Andrew Gordon, Senior Research Consultant, Prolific – Interview Series

Andrew Gordon draws on his robust background in psychology and neuroscience to uncover insights as a researcher. With a BSc in Psychology, MSc in Neuropsychology, and Ph.D. in Cognitive Neuroscience, Andrew leverages scientific principles to understand consumer motivations, behavior, and decision-making.

Prolific was created by researchers for researchers, aiming to offer a superior method for obtaining high-quality human data and input for cutting-edge research. Today, over 35,000 researchers from academia and industry rely on Prolific AI to collect definitive human data and feedback. The platform is known for its reliable, engaged, and fairly treated participants, with a new study being launched every three minutes.

How do you leverage your background in cognitive neuroscience to help researchers who are undertaking projects involving AI?

A good starting point is defining what cognitive neuroscience actually encompasses. Essentially, cognitive neuroscience investigates the biological underpinnings of cognitive processes. It combines principles from neuroscience and psychology, and occasionally computer science, among others, which helps us understand how our brain enables various mental functions. Essentially, anyone practising cognitive neuroscience research needs to have a strong grasp of research methodologies and a good understanding of how people think and behave. These two aspects are crucial and can be combined to develop and run high-quality AI research as well. One caveat, though, is that AI research is a broad term; it can involve anything from foundational model training and data annotation all the way to understanding how people interact with AI systems. Running research projects with AI is no different from running research projects outside of AI; you still need a good understanding of methods, design studies to create the best data, sample correctly to avoid bias, and then use that data in effective analyses to answer whatever research question you’re addressing.

Prolific emphasizes ethical treatment and fair compensation for its participants. Could you share insights on the challenges and solutions in maintaining these standards?

Our compensation model is designed to ensure that participants are valued and rewarded, thereby feeling like they are playing a significant part in the research machine (because they are). We believe that treating participants fairly and providing them a fair payment rate, motivates them to more deeply engage with research and consequently provide better data.

Unfortunately, most of the online sampling platforms do not enforce these principles of ethical payment and treatment. The result is a participant pool that is incentivized not to engage with research, but to rush through it as quickly as possible to maximize their earning potential, leading to low-quality data. Maintaining the stance we take at Prolific is challenging; we’re essentially fighting against the tide. The status quo in AI research and other forms of online research has not been focused on participant treatment or well-being but rather on maximizing the amount of data that can be collected for the lowest cost.
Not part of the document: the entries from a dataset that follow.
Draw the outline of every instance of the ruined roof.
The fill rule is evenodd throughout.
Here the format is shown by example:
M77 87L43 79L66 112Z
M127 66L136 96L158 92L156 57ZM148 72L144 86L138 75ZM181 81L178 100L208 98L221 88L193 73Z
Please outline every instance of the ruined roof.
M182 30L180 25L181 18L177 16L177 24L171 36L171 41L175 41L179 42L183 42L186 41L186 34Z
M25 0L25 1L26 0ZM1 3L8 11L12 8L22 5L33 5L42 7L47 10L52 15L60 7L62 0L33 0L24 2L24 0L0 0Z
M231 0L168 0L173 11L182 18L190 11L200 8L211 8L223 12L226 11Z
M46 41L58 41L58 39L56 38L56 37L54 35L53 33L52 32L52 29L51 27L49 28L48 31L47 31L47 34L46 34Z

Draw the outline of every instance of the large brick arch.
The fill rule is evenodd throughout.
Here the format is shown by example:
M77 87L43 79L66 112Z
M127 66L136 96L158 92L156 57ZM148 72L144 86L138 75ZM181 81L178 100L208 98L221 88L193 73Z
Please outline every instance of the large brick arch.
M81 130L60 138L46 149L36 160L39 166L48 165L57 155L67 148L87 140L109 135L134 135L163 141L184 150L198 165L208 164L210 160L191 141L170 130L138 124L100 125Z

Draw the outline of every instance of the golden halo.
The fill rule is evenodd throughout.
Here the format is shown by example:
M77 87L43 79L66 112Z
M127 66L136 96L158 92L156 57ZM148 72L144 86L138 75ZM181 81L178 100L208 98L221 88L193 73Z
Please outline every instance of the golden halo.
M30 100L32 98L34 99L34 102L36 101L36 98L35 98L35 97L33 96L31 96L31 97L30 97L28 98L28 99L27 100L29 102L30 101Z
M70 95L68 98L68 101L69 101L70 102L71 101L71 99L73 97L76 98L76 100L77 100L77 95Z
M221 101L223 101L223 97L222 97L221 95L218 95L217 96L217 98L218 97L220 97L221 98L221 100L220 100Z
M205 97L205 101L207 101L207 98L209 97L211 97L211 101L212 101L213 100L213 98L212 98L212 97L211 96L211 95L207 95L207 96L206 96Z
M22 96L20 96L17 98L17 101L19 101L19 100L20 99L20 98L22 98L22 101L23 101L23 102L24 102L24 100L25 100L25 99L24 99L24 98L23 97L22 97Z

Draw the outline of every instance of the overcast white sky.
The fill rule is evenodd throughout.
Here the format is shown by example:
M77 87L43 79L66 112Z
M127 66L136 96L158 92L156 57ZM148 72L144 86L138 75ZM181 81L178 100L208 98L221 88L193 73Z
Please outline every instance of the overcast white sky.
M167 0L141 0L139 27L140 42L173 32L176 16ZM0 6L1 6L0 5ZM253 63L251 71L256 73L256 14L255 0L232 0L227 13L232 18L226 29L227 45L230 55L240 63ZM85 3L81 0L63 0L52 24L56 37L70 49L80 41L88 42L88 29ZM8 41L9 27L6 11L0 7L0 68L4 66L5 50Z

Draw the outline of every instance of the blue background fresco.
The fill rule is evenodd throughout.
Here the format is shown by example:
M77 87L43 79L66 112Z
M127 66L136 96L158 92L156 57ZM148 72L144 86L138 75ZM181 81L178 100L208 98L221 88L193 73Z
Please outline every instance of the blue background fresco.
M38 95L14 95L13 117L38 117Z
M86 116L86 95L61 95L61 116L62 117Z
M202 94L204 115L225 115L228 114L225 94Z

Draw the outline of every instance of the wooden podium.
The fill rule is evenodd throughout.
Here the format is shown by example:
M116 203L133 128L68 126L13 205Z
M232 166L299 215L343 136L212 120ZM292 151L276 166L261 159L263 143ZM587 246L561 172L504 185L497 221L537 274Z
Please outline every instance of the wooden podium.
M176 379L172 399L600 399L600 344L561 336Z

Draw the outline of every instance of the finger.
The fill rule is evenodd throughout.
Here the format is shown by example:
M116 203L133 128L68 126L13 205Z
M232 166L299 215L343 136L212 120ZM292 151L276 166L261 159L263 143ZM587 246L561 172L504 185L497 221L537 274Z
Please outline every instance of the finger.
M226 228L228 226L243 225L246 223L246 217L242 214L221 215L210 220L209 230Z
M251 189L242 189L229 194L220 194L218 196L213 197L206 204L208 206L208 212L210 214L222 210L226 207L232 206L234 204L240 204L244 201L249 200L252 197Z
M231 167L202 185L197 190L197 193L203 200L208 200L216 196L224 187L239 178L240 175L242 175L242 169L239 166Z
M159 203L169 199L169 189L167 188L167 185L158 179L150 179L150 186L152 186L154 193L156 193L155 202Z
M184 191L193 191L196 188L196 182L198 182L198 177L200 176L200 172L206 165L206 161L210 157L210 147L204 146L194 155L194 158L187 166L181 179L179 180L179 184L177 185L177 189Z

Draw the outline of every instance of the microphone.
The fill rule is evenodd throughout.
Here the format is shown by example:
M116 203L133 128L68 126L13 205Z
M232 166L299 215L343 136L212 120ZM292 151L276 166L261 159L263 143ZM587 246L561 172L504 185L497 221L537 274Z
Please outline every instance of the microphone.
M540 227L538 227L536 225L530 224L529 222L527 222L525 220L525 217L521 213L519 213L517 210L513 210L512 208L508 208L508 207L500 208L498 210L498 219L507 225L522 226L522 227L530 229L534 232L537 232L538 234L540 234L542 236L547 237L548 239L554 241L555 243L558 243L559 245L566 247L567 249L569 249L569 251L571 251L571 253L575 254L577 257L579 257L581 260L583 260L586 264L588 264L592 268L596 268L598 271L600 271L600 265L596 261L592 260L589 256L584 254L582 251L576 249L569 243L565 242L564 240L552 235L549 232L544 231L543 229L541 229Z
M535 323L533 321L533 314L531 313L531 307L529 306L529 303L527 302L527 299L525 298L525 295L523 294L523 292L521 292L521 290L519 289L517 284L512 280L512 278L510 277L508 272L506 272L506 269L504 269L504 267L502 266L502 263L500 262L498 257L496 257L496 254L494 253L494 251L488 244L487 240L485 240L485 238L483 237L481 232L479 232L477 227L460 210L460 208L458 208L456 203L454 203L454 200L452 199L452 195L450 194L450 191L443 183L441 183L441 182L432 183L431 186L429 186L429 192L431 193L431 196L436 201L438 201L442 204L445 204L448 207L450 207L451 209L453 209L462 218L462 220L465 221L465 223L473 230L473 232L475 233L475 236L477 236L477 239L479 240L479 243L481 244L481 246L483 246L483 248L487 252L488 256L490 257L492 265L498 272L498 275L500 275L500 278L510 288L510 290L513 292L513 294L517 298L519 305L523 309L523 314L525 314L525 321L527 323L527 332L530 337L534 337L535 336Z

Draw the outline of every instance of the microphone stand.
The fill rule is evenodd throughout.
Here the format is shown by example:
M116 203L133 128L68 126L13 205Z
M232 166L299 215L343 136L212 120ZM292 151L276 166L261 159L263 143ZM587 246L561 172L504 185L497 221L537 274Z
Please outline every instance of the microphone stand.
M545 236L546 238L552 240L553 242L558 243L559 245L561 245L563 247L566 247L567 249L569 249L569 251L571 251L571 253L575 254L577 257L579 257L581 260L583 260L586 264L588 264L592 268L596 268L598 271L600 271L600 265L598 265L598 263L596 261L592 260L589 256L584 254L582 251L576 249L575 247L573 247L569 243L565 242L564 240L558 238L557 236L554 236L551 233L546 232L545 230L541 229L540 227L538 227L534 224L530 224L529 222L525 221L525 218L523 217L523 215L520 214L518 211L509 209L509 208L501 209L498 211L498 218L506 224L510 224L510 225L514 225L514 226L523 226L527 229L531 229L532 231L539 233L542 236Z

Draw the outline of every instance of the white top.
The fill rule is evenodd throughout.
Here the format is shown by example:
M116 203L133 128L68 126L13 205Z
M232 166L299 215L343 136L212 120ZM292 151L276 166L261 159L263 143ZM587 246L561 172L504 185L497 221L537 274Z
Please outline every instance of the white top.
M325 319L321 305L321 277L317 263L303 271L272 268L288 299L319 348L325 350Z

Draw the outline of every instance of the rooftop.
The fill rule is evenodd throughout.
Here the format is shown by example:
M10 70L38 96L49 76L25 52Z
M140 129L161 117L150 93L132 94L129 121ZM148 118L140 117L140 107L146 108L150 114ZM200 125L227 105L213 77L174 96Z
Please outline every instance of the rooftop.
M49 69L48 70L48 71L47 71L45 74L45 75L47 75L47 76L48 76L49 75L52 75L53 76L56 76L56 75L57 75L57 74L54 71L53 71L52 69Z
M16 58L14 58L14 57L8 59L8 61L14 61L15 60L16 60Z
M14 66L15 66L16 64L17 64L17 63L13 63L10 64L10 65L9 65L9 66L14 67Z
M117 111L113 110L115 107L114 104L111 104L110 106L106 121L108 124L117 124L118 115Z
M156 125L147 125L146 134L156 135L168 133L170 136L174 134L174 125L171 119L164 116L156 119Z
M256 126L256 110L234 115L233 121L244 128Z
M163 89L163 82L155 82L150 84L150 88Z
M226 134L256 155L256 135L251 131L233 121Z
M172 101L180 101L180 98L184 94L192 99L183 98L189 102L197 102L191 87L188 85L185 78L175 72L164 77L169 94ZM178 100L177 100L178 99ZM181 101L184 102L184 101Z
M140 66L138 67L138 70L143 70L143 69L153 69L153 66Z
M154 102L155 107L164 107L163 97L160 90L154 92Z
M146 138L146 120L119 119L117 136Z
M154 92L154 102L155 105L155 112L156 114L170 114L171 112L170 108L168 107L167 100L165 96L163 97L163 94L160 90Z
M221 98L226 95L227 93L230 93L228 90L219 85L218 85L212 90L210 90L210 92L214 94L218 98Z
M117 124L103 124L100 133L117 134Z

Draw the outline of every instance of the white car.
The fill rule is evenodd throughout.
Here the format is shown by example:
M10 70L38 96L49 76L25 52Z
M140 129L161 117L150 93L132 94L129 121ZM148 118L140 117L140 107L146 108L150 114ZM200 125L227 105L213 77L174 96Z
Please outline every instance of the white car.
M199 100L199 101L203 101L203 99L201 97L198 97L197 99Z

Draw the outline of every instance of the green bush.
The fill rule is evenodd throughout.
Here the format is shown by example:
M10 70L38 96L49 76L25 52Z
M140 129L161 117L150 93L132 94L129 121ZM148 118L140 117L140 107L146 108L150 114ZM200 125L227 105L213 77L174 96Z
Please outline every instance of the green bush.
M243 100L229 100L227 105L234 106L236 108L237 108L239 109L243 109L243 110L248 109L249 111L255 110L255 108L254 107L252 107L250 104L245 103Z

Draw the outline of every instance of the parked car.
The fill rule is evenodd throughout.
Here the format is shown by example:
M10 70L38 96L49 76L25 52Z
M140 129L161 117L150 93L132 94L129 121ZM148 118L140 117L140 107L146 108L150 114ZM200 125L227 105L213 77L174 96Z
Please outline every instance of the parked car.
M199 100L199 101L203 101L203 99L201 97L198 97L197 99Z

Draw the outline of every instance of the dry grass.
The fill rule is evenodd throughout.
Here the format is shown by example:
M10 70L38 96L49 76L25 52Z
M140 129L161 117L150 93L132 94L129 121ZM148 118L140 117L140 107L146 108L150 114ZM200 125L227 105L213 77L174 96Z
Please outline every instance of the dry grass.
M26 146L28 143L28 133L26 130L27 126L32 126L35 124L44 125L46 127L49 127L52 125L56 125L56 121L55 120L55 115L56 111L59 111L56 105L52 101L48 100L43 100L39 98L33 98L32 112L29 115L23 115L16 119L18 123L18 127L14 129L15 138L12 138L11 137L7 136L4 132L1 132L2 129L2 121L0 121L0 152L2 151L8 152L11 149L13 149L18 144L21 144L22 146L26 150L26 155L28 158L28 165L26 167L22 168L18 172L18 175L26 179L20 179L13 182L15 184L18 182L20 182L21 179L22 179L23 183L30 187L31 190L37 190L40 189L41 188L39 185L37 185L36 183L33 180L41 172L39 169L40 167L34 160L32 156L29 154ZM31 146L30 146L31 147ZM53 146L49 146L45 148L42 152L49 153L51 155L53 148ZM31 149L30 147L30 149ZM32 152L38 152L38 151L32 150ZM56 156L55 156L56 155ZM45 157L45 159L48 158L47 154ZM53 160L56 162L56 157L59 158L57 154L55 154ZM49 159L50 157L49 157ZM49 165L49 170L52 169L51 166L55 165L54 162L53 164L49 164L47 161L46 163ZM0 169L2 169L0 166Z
Making the wider research community understand why we’ve taken this approach and the value they’ll see by using us, as opposed to a competing platform, presents quite the challenge. Another challenge, from a logistical point of view, involves devoting a significant amount of time to respond to concerns, queries, or complaints by our participants or researchers in a timely and fair manner. We dedicate a lot of time to this because it keeps users on both sides – participants and researchers – happy, encouraging them to keep coming back to Prolific. However, we also rely heavily on the researchers using our platform to adhere to our high standards of treatment and compensation once participants are taken to the researcher’s task or survey and thus leave the Prolific ecosystem. What happens off our platform is really in the control of the research team, so we depend not only on participants letting us know if something is wrong but also on our researchers upholding the highest possible standards. We try to provide as much guidance as we possibly can to ensure that this happens.

Considering the Prolific business model, what are your thoughts on the essential role of human feedback in AI development, especially in areas like bias detection and social reasoning improvement?

Human feedback in AI development is crucial. Without human involvement, we risk perpetuating biases, overlooking the nuances of human social interaction, and failing to address some of the negative ethical considerations associated with AI. This could hinder our progress towards creating responsible, effective, and ethical AI systems. In terms of bias detection, incorporating human feedback during the development process is crucial because we should aim to develop AI that reflects as wide a range of views and values as possible, without favoring one over another. Different demographics, backgrounds, and cultures all have unconscious biases that, while not necessarily negative, might still reflect a viewpoint that wouldn’t be widely held. Collaborative research between Prolific and the University of Michigan highlighted how the backgrounds of different annotators can significantly affect how they rate aspects such as the toxicity of speech or politeness. To address this, involving participants from diverse backgrounds, cultures, and perspectives can prevent these biases from being ingrained in AI systems under development. Additionally, human feedback allows AI researchers to detect more subtle forms of bias that might not be picked up by automated methods. This facilitates the opportunity to address biases through adjustments in the algorithms, underlying models, or data preprocessing techniques.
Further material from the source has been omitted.